U.N. report: ‘Inhuman’ migrant child detentions highest in U.S.

A child migrant looks through the border fence into the United States at Playas de Tijuana in Tijuana, Mexico. File Photo by Ariana Drehsler/UPI

Nov. 19 (UPI) — The United States has the world’s highest rate of child detention, and its policy of separating children at the U.S.-Mexico border amounts to “inhuman treatment,” a United Nations human rights report said Tuesday.

Attorney Manfred Nowak authored the Office of the High Commissioner for Human Rights’ “Global Study on Children Deprived of Liberty” and said U.S. policy under President Donald Trump to separate migrant children from parents is “absolutely prohibited” by the U.N. Convention on the Rights of the Child.

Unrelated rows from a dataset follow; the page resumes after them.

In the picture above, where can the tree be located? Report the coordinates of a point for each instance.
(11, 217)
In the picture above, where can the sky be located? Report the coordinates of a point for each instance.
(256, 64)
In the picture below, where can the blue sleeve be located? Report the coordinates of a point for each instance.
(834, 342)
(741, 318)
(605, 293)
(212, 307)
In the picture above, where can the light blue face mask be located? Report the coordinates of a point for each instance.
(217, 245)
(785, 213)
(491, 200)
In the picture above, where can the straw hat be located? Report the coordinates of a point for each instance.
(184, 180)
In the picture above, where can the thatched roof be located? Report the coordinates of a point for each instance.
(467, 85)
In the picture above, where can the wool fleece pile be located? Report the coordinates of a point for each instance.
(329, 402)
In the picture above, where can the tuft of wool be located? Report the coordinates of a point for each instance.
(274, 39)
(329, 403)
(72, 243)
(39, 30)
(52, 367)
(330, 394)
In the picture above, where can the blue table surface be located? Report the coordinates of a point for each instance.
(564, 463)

“I would call it inhuman treatment for both the parents and the children,” he said.

“There are still quite a number of children that are separated from their parents — and neither the children know where the parents are, nor the parents know where the children are,” he added. “So, that is something that definitely should not happen again.

“I’m also happy that within the United States politics there was a lot of criticism of this inhuman treatment.”

Nowak estimates more than 100,000 migrant children are still being held in U.S. detention centers.

“That’s far more than all the other countries where we have reliable figures.”

Nowak added that the criminal incarceration rate of children in the United States is also very high.

“It’s about 60 [children] out of 100,000,” he said. “That is the highest that we could find, followed by others like Bolivia, or Botswana or Sri Lanka.”

The U.N. report coincides with the 30th anniversary of the adoption of the U.N. Convention on the Rights of Child — which says child detentions should generally be avoided, used only as a last resort and then only if absolutely necessary “for the shortest possible period of time.”